EDITORIAL | When Kabataan shields abusers, Justice is denied
Justice delayed is justice denied—and in Kabataan Partylist’s (KPL) case, denial came wrapped in protocol and silence.
Yet beneath this seemingly comprehensive update lies a hollow statement for many, especially for those who believe in political organizing built on care, accountability, and collective safety. Why? Because the organization only spoke after public pressure forced its hand. Because their language prioritizes procedure over compassion. Because what should have been a moment for deep, public reckoning has been reduced to a technically correct but emotionally distant performance of responsibility.
KPL’s insistence on “handling the matter internally” is a telling red flag. Gender-based violence is not a purely administrative inconvenience. It is a trauma. It is violence. And it demands response systems rooted not just in due process but in urgency, transparency, and care.
Preventive suspension is not justice. Confronting the accused is not accountability. And stating that legal support was “offered” is not the same as actively enabling access to it. When survivors speak out, they do not need options on paper; they need advocates in practice.
The Statement Reeks of Image Control
The NEC’s statement tries to balance affirming the survivor with protecting the Party’s internal image. “We stand with the survivor,” they say, while carefully avoiding names, details, or timeline transparency. They stress that the accused was not a leader, as if the absence of rank lessens the severity of harm and absolves the institution of responsibility.. The need to uphold “organizational integrity” and “data privacy” is repeated, but the central question remains unanswered:
Where was the care when it was needed most?
By delaying public acknowledgment, by allowing the survivor to become isolated, and by taking action only after online backlash erupted, KPL effectively allowed trauma to fester behind closed doors.
Saying ‘We Fell Short’ Is Not Enough
The Party admits that “support and care to the aggrieved was insufficient...we may have had reasons, but these are no excuses.” This is a rare and important admission. However, it cannot stop at words. What the public and especially survivors deserve is a clear breakdown of accountability.
When was the report filed?
Who handled the intake?
What was the timeline between the report and the response?
What measures were taken, and when?
Absent these details, the apology is procedural, not personal. It reads like a press release, not a reckoning.

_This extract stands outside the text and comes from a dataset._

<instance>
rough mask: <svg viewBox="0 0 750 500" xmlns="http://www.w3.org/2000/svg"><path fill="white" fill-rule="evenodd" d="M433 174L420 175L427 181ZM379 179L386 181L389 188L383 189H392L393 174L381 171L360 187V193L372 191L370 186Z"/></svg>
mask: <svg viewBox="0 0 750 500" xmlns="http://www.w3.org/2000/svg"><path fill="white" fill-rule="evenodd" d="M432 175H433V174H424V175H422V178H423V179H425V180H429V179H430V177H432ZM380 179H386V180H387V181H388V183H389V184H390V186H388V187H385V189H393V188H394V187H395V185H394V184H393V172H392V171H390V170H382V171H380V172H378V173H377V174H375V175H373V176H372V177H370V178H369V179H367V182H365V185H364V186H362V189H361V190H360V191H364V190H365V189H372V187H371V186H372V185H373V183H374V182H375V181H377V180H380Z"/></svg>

No Systemic Overhaul Has Been Fully Laid Out
The NEC promises policy reviews, gender training, and structural changes. But those promises are not new. Variations of these commitments have been echoed for years across the progressive movement. What is needed now is a real-time demonstration of these reforms: the publication of survivor-centered protocols, the establishment of a trained GBV response unit, clear disciplinary timelines, and guaranteed survivor protection mechanisms.
Without this, the statement is another version of “we will do better”—words we have heard too often from too many organizations that failed to protect their own.
Don’t Politicize What You Failed to Handle
One of the most problematic lines in the NEC statement is the mention of state forces, particularly the NTF-ELCAC, as supposedly weaponizing the issue to discredit activism. While there is a historical basis to critique state red-tagging and co-optation of progressive causes, bringing this up alongside a case of gender-based violence can be seen as a form of deflection. It clouds the real issue and, whether intentional or not, suggests that public criticism of KPL is part of a coordinated attack on the Left.
Let’s be clear: criticizing the Party’s handling of GBV is not an attack on activism. It is activism. Protecting survivors is not counter-revolutionary—it is revolutionary praxis.
This Is What Should Have Happened
Let us name what should have been non-negotiable from the beginning:
- Immediate separation of the accused from shared spaces—no delays, no exceptions.
- Trauma-informed intake procedures are conducted once, documented carefully, and led by trained personnel.
- Medical and psychological intervention within 24 hours—free, accessible, and consistent.
- Automatic legal assistance, not just optional aid.
- Transparent case timeline shared with the survivor.
- Moratorium on organizational duties for the survivor, with financial and emotional support.
- Public commitment to the process, even before public exposure.
- De-center Organizational Reputation.
- Proactively Call Out and Remove Other Perpetrators.
Justice Demands More Than Statements
If KPL wants to retain even a sliver of moral authority among the youth it claims to represent, then its work is just beginning. Expulsion is not resolution. A statement is not accountability. True justice requires rebuilding trust, not just fixing structures, but transforming culture.
Anything less is betrayal.
To stand with survivors is not a slogan. It is a commitment to change everything, starting with how we respond when one of our own is harmed.